The focus on increasing market share and revenues in US DCM continues and the bank is sticking to its target of a top 10 league-table position.
“We are leveraging our presence in US dollar debt markets in order to strengthen our DCM business in Europe and Asia. Also, we are developing a global sales and trading framework, developing competitive products and improving our business infrastructure,” said a senior Mizuho spokesperson. Key areas of focus include transaction banking, US structured finance and US non-investment-grade activities.
MUFG is undergoing a process of more closely integrating its commercial banking, trust banking and securities businesses as it seeks to build an origination-to-distribute approach and shift away from its loan-centric business model.
“We are working on enhancing product capabilities … and replacement of low-profitability assets with high profitability assets. It is a shift from a volume focus to a ROE focus approach. Although it will come with a temporary decrease in earnings, we must follow it through,” Nobuyuki Hirano, group CEO said at the fiscal half-year results presentation on November 16. On the earnings point, the group’s targeted ROE of 7%–8% in FY2020 is forecast to be significantly below the 9%–10% medium to long-term goal.
“We will leverage our status as a top-tier global debt house to help clients tap into new pools of liquidity, such as the Samurai market, while adopting a disciplined approach towards event finance and acquisition finance initiatives across Asia,” said Geoffrey Coley, international head of MUFG’s securities business.
“For the past three years, we’ve been in growth mode, launching a number of initiatives to build upon our group’s strong foundation and global reach. Even with this, our markets platform is still in the nascent stages of its evolution,” Coley said.
“Historically, we’ve been focused on corporates, and while they will continue to form our central core of clients, there is a huge opportunity for us to expand into financial institutions through our suite of origination, structuring and distribution capabilities.”
To do this on a global basis, the firm is blurring lines between entities. “The de-siloing of our Japanese and non-Japanese business units is a clear indication of our commitment to this,” Coley said. Since October 2018, global business lines have been headed by managers all over the world who have responsibility for the domestic Japanese business units as well as those outside Japan.
The Americas is a key growth area. In October, MUFG Union Bank acquired Intrepid Investment Bankers, a regional mid-market investment banking boutique based in Los Angeles. The firm is also focused on growing its leveraged finance business, where it recently led its initial Term Loan B transactions.

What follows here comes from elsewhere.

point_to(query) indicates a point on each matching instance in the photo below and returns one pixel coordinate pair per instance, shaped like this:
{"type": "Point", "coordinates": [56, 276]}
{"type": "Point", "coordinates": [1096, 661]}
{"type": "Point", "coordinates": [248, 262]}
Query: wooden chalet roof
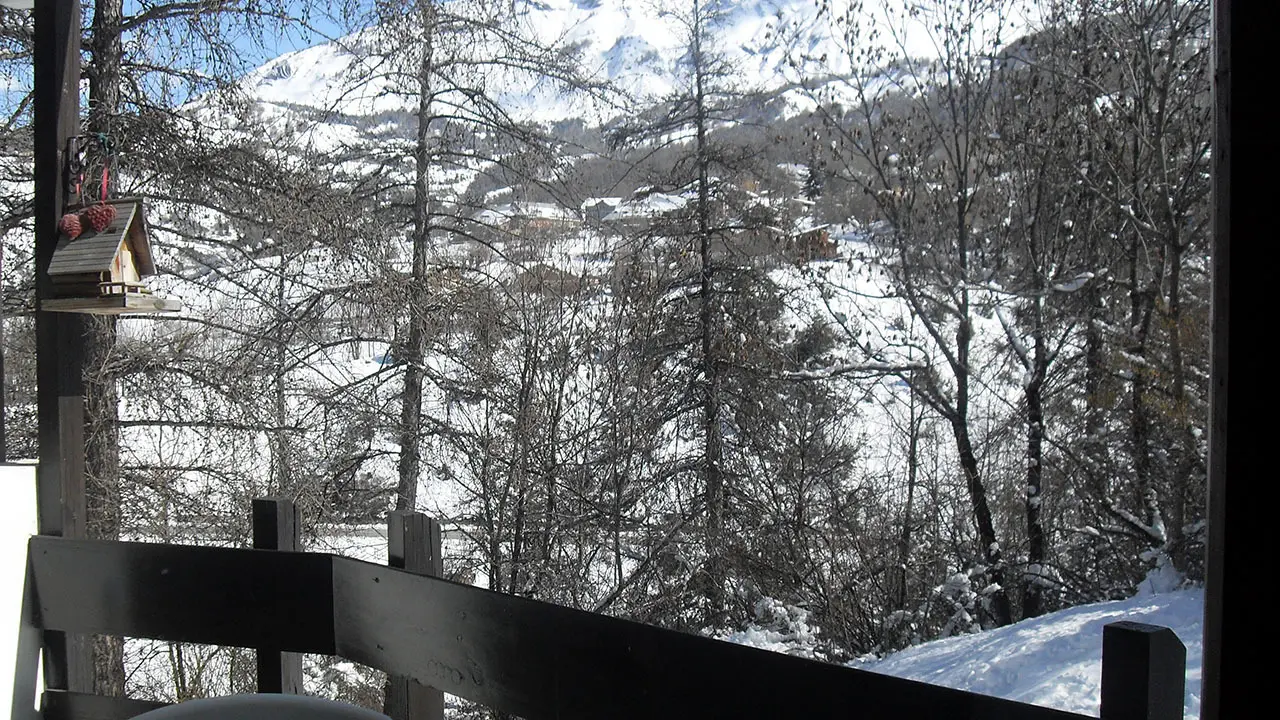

“Entry into this space strategically ties to our activity in the CLO market, having launched CLO warehousing in the past year, and building out our loan trading operations,” said Coley.
SMBC’s medium-term plan is focused on seven core business areas. In the CIB sphere, this includes an aspiration to increase market share in key global markets and strengthen sales and trading capability.
On the international front, group CEO Takeshi Kunibe said at the BofA Merrill Lynch Japan conference in September that the group is working to improve asset efficiency by rebalancing the business portfolio in favour of global products such as high-profit assets and project finance where the group has strengths. And like its rivals, promoting cross-selling is high up the list of priorities.
Among major international initiatives is a push not just to strengthen global products but to promote cross-selling to improve asset efficiency, and mid-to long-term growth in Asia. Like its megabank peers, SMBC is working to enhance relationships with corporate clients and offset lower interest income by pivoting to non-interest income to transform its profit structure.